或人、弓射る事を習ふに、諸矢をたばさみて的に向ふ*。師の云はく、「初心の人、二つの矢を持つ事なかれ。後の矢を頼みて、始めの矢に等閑の心あり*。毎度、たゞ、得失なく、この一矢に定むべしと思へ」と云ふ。わづかに二つの矢、師の前にて一つをおろかにせんと思はんや。懈怠の心、みづから知らずといへども、師これを知る*。この戒め、万事にわたるべし。
道を学する人、夕には朝あらん事を思ひ、朝には夕あらん事を思ひて、重ねてねんごろに修せんことを期す*。況んや、一刹那の中において、懈怠の心ある事を知らんや。何ぞ、たゞ今の一念において、直ちにする事の甚だ難き*。
諸矢をたばさみて的に向ふ:<もろやをたばさみてまとにむかう>と読む。「諸矢」は甲矢<はや>と乙矢<おとや>の二本一組を言う。一手矢<ひとてや>とも。
後の矢を頼みて、始めの矢に等閑の心あり:日本の矢を手にすると、あとの矢=乙矢が有るからといって、一本目の矢=甲矢が等閑<なおざり>になってしまう。
懈怠の心、みづから知らずといへども、師これを知る:弟子本人の意識には全くない懈怠<けだい>の心が、先生には見えてしまう 。
道を学する人、夕には朝あらん事を思ひ、朝には夕あらん事を思ひて、重ねてねんごろに修せんことを期す:仏道を学ぶ人は、夕方には明日こそしっかりと、朝は朝で夕方に懸命に学ぼうと、重々念入りに学ぼうと思っているのである。がしかし、・・・。
何ぞ、たゞ今の一念において、直ちにする事の甚だ難き:なんと、発起した一念をその瞬間に実行に移すことの難しいことか!!仏道修行でも、朝な夕なにかさねて学ぼうとするのだが、その中にも一瞬の懈怠心のあることを知らねばならないと説くのである。
「初心の人、二つの矢を持つ事なかれ。後の矢を頼みて、始めの矢に等閑の心あり。毎度、たゞ、得失なく、この一矢に定むべしと思へ」。筆者の人生を省みて、穴があったら入りたい気持ちに駆られることだ。
あるひと、ゆみいることをならうに、もろやをたばさみてまとにむかう。しのいわく、「しょしんのひと、ふたつのやをもつことなかれ。のちのやをたのみて、はじめのやになおざりのこころあり。まいど、たゞ、とくしつなく、このひとやにさだむべしとおもえ」という。わずかにふたつのや、しのまえにてひとつをおろかにせんとおもわんや。けだいのこころ、みずからしらずといえども、しこれをしる。このいましめ、ばんじにわたるべし。

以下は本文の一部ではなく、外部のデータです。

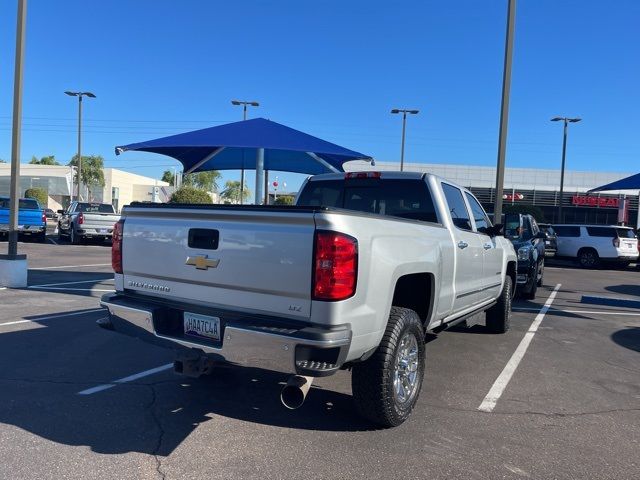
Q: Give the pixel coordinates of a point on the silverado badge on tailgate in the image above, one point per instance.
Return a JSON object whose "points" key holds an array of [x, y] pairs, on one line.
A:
{"points": [[202, 262]]}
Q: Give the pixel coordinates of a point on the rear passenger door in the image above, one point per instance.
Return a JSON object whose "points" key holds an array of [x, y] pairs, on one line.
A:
{"points": [[469, 251], [492, 263]]}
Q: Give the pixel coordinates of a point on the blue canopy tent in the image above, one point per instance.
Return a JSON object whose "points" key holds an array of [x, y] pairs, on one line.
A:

みちをがくするひと、ゆうべにはあしたあらんことをおもい、あしたにはゆうべあらんことをおもいて、かさねてねんごろにしゅせんことをごす。いわんや、いちせつなのうちにおいて、けだいのこころあることをしらんや。なんぞ、たゞいまのいちねんにおいて、ただちにすることのはなはだかたき。